Henry W. Crosby, who came in 1842, staked out a farm that included the present site of Lakeland, a site well situated for trade with Hudson across the river. A ferry service was established in 1848 by Moses Perin. The ferry was operated between 1850 and 1869 by John Oliver, a former British Naval Officer and Boston harbor pilot. Oliver built a Greek Revival house, still standing, on the bluff overlooking the ferry in 1849. That same year, 1849, Moses Perin secured land near the ferry site, erected several buildings, and laid out the Lakeland town plat. Perin’s plat was first of several. It featured about 47 blocks and a public square along Main Street, a wide avenue on axis with the river.
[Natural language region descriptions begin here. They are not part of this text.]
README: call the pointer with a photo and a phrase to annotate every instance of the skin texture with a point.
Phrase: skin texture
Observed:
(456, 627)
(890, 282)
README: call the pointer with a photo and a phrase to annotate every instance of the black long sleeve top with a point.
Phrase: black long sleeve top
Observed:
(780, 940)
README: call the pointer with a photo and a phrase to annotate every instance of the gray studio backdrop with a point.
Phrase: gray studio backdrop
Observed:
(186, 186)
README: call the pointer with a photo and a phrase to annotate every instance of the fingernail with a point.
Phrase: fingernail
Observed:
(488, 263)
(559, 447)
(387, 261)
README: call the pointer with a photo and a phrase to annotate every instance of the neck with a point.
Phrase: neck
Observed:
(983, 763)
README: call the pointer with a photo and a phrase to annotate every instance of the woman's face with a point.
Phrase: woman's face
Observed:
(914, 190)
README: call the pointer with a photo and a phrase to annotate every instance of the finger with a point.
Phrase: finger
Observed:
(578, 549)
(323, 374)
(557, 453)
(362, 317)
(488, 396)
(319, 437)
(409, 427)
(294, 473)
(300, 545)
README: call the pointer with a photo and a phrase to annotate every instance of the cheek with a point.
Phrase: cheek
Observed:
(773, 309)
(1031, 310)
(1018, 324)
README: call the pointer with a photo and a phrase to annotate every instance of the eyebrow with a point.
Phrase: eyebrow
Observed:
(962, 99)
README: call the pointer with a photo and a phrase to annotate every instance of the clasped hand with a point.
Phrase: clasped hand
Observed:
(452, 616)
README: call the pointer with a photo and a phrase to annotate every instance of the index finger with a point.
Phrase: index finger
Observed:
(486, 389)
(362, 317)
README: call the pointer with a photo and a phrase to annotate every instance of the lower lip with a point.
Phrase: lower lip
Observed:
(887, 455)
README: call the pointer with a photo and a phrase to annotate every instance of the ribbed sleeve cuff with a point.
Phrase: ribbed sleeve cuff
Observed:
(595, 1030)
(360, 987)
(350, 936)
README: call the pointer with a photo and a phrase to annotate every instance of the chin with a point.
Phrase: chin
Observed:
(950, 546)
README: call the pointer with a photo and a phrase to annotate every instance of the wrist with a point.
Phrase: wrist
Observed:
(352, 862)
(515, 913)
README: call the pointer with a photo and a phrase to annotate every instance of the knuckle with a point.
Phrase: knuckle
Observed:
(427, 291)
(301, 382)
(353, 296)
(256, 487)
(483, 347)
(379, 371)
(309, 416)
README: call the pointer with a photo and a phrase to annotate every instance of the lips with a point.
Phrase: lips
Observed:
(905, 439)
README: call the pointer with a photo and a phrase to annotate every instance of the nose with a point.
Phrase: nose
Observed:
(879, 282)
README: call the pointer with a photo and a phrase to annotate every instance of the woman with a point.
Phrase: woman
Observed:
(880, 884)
Commercial development was attracted to the area. In 1850 a there was a wagon-making shop. A post office was established in 1854 and a mercantile store was opened in 1855 by A. D. Kingsley and Joseph Wilson, followed by a blacksmith shop, doctor, lawyer, and saloon. The first school in Lakeland was taught by Harriet Newell in a private home, but in 1855 a school building was built. By 1858 there were 14 stores, hotels, shops, and dwellings. This development was arranged around Shanghai cooley, a ravine at the northern end of the village named for some Asian fowl brought there by Freeman C. Tyler—in fact, the settlement was often referred to as Shanghai Cooley.
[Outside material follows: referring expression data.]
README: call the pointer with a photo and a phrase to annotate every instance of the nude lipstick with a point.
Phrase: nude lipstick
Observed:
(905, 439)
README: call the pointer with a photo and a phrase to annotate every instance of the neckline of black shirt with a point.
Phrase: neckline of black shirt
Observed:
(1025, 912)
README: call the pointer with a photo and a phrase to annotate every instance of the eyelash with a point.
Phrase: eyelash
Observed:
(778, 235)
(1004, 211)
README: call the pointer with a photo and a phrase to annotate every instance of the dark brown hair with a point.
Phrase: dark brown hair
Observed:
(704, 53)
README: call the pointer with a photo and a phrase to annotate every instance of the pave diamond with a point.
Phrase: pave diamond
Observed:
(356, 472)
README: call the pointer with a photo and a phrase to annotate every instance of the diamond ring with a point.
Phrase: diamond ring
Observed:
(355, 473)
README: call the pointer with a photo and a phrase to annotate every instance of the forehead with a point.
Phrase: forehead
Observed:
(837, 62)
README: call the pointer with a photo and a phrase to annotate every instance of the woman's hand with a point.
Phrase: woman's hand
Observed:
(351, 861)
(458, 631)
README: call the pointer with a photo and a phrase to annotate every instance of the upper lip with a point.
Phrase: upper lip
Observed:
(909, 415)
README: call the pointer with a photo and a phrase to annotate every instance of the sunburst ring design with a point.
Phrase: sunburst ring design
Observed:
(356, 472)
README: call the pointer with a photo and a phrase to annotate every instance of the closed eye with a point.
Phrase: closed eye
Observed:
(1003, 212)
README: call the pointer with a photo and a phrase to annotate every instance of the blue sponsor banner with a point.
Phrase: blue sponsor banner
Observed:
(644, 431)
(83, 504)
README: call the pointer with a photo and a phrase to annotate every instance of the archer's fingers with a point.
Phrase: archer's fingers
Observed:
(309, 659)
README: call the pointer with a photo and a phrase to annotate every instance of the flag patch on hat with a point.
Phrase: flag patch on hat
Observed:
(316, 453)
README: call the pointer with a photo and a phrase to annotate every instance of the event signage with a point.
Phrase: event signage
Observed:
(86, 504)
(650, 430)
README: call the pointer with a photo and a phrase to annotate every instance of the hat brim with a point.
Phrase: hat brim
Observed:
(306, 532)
In 1855 the editor of the St. Paul Pioneer suggested building a “newstyle house” of “grout,” which was a cement of lime, mud, sand, and gravel. John T. Cyphers was taken with this notion and by 1858 had built a remarkable “grout house” that still stands in Lakeland. He poured the cement-like material between wooden forms to build up walls nearly two feet thick.

A number of investors attempted to establish mills in Lakeland before the Civil War. The Shanghai Sawmill near the cooley was begun by Moses Perin in 1852 and completed by Freeman C. Tyler. Several sawmills, including the Hale, Fay & Company steam sawmill, were started in 1857, but many fell victim to hard times. Some mills prospered. The C. N. Nelson Lumber Company Mill at its peak employed some 75 men and was still in operation in the 1880s; the R. H. McCoy sawmill, built in 1886 near the present swimming beach, was still running night and day in 1900.

Lakeland - Davies General Store ca. 1910Nelson, a Stillwater lumberman, also built a grist mill in 1859 and a warehouse for handing wheat was erected in 1861 by Clement and Huntoon. The Munch Brothers began building boats in 1871. They constructed the steamer Osceola and several barges that year, but the enterprise seems to have folded shortly thereafter.

Another plat of Lakeland City was made in anticipation of the St. Paul & Milwaukee railroad, which was constructed in 1880. It featured a two-block public square and several mill sites and riverside depot grounds within the nearly 90-block plat. A number of investors entered additional plats at the edges of Lakeland and Lakeland City. However, only a scattering of development occurred on the hundreds of available lots.

In 1951, the Village of Lakeland was incorporated. That year Lakeland’s Main Street, Quinnell Avenue North, was the only paved and lighted street in the community. The construction of Interstate 94 obliterated a portion of the northern end of the original plat of Lakeland, passing over the former Mill Street.

The village, now city, of Lakeland, has opted for carefully controlled development to maintain the ambiance of a small village. Today there is little industry in the city, but there is a commercial strip centered around the Lakeland Plaza shopping center on the west side of County Road 18 (St. Croix Trail), which includes a branch library.

Lakeland is becoming increasingly more suburban. It is home to a highly mobile group of commuters working in Bayport, Stillwater, and St. Paul. The population, which stood at fewer than 600 in 1980, was by the 2000 census about 1,900, with little growth since.